TISI(3626) 2027年度第1四半期決算 増収・営業益12%増

2027年度第1四半期の売上高は1,501億円(前年同期比+7.0%)、営業利益は183.5億円(同+12.2%)。以下、セグメント別の増減要因とキャッシュフローを確認します。

TISI株式会社

情報通信・サービスその他/情報・通信業


クイックビュー

指標当期前年同期YoY
売上高¥1501.1億¥1403.2億+7.0%
営業利益¥183.5億¥163.5億+12.2%
経常利益¥184.2億¥170.6億+8.0%
純利益¥148.3億¥129.9億+14.1%
ROE(年換算)19.5%15.4%-

Executive Summary

増収率を上回る営業増益となり、販管費抑制を伴う収益性改善が確認された決算である。売上高は1501.1億円(前年比+7.0%)、営業利益は183.5億円(同+12.2%)、経常利益は184.2億円(同+8.0%)、純利益(親会社株主帰属)は144.1億円(同+15.1%)となった。増益率が増収率を上回った主因は、販管費増加率3.8%が売上増加率7.0%を下回った営業レバレッジ効果である。
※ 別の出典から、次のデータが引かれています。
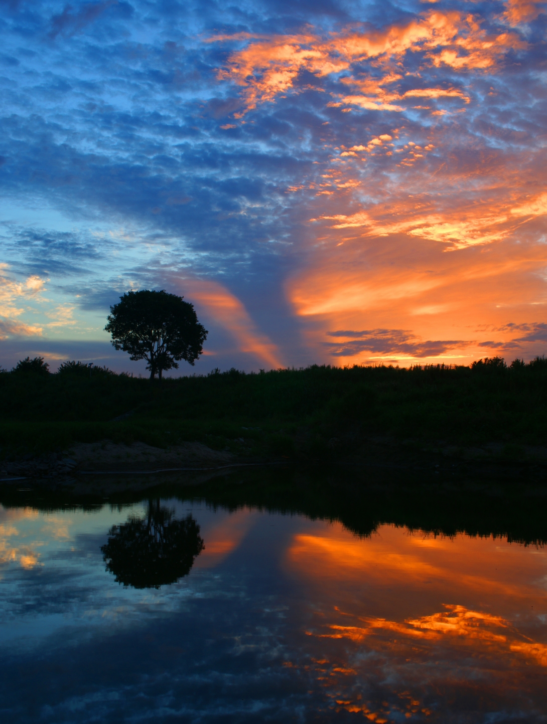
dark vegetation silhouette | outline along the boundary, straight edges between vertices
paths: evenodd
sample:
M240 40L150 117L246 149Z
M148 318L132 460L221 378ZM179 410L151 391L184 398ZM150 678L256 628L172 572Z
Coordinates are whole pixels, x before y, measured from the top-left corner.
M118 583L136 589L159 588L187 576L204 548L200 526L191 515L182 520L174 510L149 500L146 517L130 518L113 526L101 550L106 571Z
M105 439L314 458L352 453L373 436L418 447L497 441L514 458L547 443L543 357L509 366L486 358L470 366L214 370L161 385L81 362L56 374L40 369L0 374L0 456Z
M178 369L180 360L193 366L208 334L193 305L164 290L127 292L119 299L104 328L116 350L128 352L134 361L146 360L150 379Z
M17 374L39 375L43 377L49 374L49 364L44 362L43 357L35 357L32 360L30 357L25 357L24 360L17 362L12 371Z

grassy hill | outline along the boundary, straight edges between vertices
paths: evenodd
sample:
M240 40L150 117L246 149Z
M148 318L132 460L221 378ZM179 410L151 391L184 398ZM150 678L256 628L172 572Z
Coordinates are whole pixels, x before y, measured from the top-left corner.
M75 442L198 440L242 455L336 457L373 436L460 446L547 443L547 359L305 369L150 382L67 363L0 374L0 454Z

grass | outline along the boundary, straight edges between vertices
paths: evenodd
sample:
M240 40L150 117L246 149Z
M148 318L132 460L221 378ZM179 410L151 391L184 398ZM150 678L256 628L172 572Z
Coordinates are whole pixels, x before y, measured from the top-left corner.
M0 374L3 455L109 439L321 457L351 452L370 435L461 446L501 441L507 458L518 459L523 445L547 442L547 359L509 367L494 358L470 367L232 369L161 382L80 363L55 374Z

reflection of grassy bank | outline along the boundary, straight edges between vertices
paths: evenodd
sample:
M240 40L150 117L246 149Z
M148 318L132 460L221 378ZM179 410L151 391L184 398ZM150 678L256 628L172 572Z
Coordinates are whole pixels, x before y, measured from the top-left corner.
M30 488L30 486L28 487ZM244 469L219 476L201 484L156 486L128 492L124 483L118 492L110 487L94 496L55 492L36 486L0 491L4 507L29 505L38 510L67 510L72 505L88 510L100 508L108 494L109 505L124 505L150 497L205 500L213 507L236 510L242 506L313 519L339 521L353 533L368 536L382 523L407 526L431 534L507 538L528 544L547 543L547 497L540 488L468 482L450 487L442 481L423 483L419 478L393 475L354 476L279 469Z
M498 457L518 460L525 445L547 439L546 392L543 358L510 368L232 370L161 384L81 366L0 374L0 439L4 454L109 439L336 459L384 435L454 449L499 441Z

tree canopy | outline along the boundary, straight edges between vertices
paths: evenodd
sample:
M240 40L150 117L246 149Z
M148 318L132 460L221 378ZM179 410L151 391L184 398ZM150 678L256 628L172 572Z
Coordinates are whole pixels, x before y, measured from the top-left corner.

なお純利益には投資有価証券売却益24.9億円を含む特別利益28.5億円が寄与しており、増益の一部は一時的要因による。

業績変動要因

【売上高】売上高は1501.1億円で前年比+7.0%増となった。セグメント別では広域ITソリューションが458.6億円(構成比30.6%、YoY+4.7%)で最大、産業ITが340.8億円(同+5.3%)、オファリングサービスが398.3億円(同+9.9%)と続く。全セグメントが増収となり、金融・産業・広域の各領域で需要が広がっている。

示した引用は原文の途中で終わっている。